Seeing the Unseen

Predicting Brain Stroke in a Patient

Setup

Code

if (!require("pacman")) 
  install.packages("pacman")

pacman::p_load(here,dplyr)

Objective

The central objective of this project is to evaluate the accuracy of various prediction models, shedding light on their effectiveness in early stroke detection, which could significantly impact patient outcomes and healthcare resource allocation.

Dataset

Code

brain_stroke <- read.csv(here("data","brain_stroke.csv"))

The Brain Stroke Dataset is taken from Kaggle datasets and consists of 4982 rows and 11 columns. This dataset provides a substantial pool of patient records and attributes for analysis. Our motivation for this project is rooted in the pressing need to enhance early stroke detection and risk assessment, two critical factors directly impacting patient care and stroke prevention strategies.

Attribute Information

Column	Data Type	Description
Gender	`character`	“Male”, “Female” or “Other”
Age	`integer`	Age of the patient
Hypertension	`boolean`	0 if the patient doesn’t have hypertension, 1 if the patient has hypertension
Ever-married	`character`	“No” or “Yes”
Work Type	`character`	“Children”, “Govt. job”, “Never worked”, “Private” or “Self-employed”
Residence type	`character`	“Rural” or “Urban”
Avg glucose level	`numeric`	Average glucose level in blood
BMI	`numeric`	Body mass index
Smoking status	`character`	“formerly smoked”, “never smoked”, “smokes” or “Unknown”
Stroke	`boolean`	1 if the patient had a stroke or 0 if not

Why we chose this dataset?

We selected the “Brain Stroke Dataset” for its comprehensiveness and relevance to stroke prediction. The 11 columns encompass essential patient information, including demographic details, medical history, lifestyle factors, and the presence or absence of stroke.
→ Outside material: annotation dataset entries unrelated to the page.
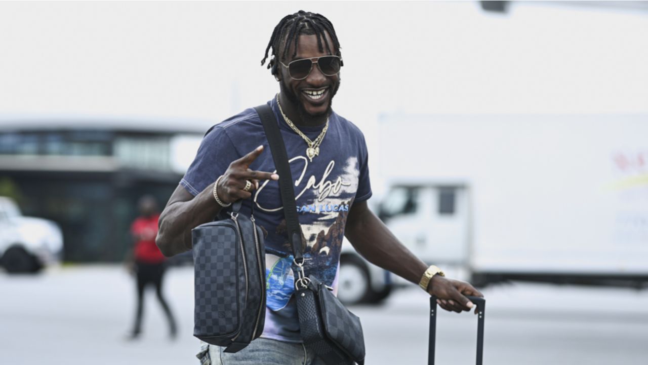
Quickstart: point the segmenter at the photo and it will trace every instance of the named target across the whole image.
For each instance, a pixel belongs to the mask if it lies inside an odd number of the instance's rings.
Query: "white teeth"
[[[324,95],[324,92],[326,89],[322,89],[321,90],[304,90],[304,94],[308,95],[308,97],[312,99],[313,100],[317,100],[321,98]]]

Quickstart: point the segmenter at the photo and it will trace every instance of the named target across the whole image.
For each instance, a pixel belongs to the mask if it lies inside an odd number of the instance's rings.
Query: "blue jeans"
[[[257,338],[236,353],[223,351],[225,347],[200,342],[196,355],[201,365],[324,365],[302,344]]]

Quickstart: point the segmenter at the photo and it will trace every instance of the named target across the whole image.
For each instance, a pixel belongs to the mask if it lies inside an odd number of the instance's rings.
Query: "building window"
[[[439,188],[439,215],[454,214],[456,195],[456,189],[454,188]]]

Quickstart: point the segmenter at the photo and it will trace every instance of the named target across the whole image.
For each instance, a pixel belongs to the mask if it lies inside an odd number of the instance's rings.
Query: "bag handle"
[[[301,237],[301,226],[297,216],[297,203],[295,202],[295,191],[292,187],[292,173],[288,165],[286,145],[284,144],[281,132],[277,124],[277,117],[268,104],[255,107],[255,110],[261,118],[263,129],[266,132],[268,143],[272,152],[277,173],[279,175],[279,192],[283,203],[284,216],[288,237],[292,246],[292,254],[295,262],[303,263],[303,242]]]

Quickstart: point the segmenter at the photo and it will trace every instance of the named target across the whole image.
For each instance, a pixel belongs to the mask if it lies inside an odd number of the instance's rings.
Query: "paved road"
[[[124,340],[134,288],[121,267],[53,268],[35,277],[0,273],[0,364],[197,364],[192,271],[174,268],[166,292],[180,323],[171,341],[152,292],[145,336]],[[516,284],[487,297],[484,364],[645,364],[648,290]],[[368,365],[426,364],[428,301],[416,288],[380,307],[352,308],[363,321]],[[441,312],[437,364],[474,363],[476,317]]]

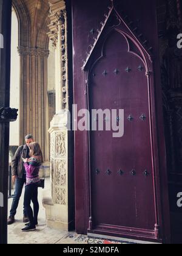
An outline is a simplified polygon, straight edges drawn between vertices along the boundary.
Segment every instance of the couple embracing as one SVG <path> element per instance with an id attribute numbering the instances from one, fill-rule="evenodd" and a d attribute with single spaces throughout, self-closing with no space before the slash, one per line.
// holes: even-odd
<path id="1" fill-rule="evenodd" d="M 38 225 L 39 172 L 43 157 L 39 144 L 34 142 L 32 135 L 27 135 L 25 140 L 26 144 L 18 148 L 12 160 L 12 180 L 15 182 L 15 192 L 8 224 L 12 224 L 15 221 L 15 216 L 25 184 L 23 222 L 26 224 L 22 231 L 28 232 L 35 230 Z M 31 201 L 33 204 L 33 211 Z"/>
By harnessing the insights from this dataset, we aim to create a predictive model to accurately classify whether an individual is at a high risk of brain stroke, ultimately enabling timely interventions and tailored preventive measures.

Approach

We will consider the attributes for analysis and perform Exploratory Data Analysis to identify the general patterns in the dataset.
Develop classification models using K-Nearest Neighbors, Random Forest and Decision Tree and pick the best model in identifying the early stage risk of brain stroke in a patient.
Using the best model, we will check the significance of each attribute in classifying the risk level of a patient.

Questions

1) How accurate are various prediction models for detecting a stroke in a patient?

2) How are certain lifestyle changes ranked on the basis of their importance in reducing the possibility of a stroke?

Analysis plan

Question 1 -

Data Pruning and Cleaning
- Implement various Imputation techniques to replace NA values
- Possibly remove various NA values
- Prune data values that are not needed
Exploratory Data Analysis
- Summary statistics of the data
- Create simple graphs such as box plot and histograms
Create Visualizations
- Visualize various variables that could affect brain strokes such as age, heart disease, avg glucose level, hypertension and smoking status
Prediction Model Algorithms
- K-Nearest Neighbors Model implementation
- Random Forest Model implementation
- Decision Tree Model implementation
- Other models if need
Evaluations and Results
- Compare F1 score, Accuracy, Precision and Recall between the models
- Compare error metrics between models to determine which had the best performance
- Choose overall best model and give explanation as to why this model worked the best

Question 2 -

Pick the overall best model from the first question
Calculate performance metrics like F1 score, accuracy, precision and recall excluding each attribute one at a time
Based on the above results estimate how significant each attribute and estimate the ranking order

Plan of Attack

Week	Weekly Tasks	Team members involved
Till November 8^th	Explore the dataset and the problem statement	Everyone
-	Complete the proposal	Everyone
Nov. 9^th - 14^th	Exploratory Data Analysis	Abhishek, Shreya
-	Data cleaning and Data pre-processing based on EDA	Daniel, Ram
Nov. 15^th - 21^st	Data Visualization	Kashyap, Daniel
-	Training and Testing	Abhishek, Shreya
Nov. 22^nd - 29^th	K-Nearest Neighbors Model implementation	Kashyap, Ram
-	Random Forest Model implementation	Daniel, Ram
Nov. 30^th - December 7^th	Model Evaluation	Abhishek, Shreya
-	Model Comparison	Everyone
-	Finding the attribute significance	Kashyap, Ram
Dec. 8^th - 11^th	Refining the code with comments and final changes	Everyone
-	Write-up and presentation for the project	Everyone

Repo Organization

The following are the folders involved in the Project repository.

‘data/’: Used for storing any necessary data files for the project, such as input files.
‘images/’: Used for storing image files used in the project.
‘_extra/’: Used to brainstorm our analysis which won’t impact our project workflow.
‘_freeze/’: This folder is used to store the generated files during the build process. These files represent the frozen state of the website at a specific point in time.
‘.github/’: Folder for storing github templates and workflow.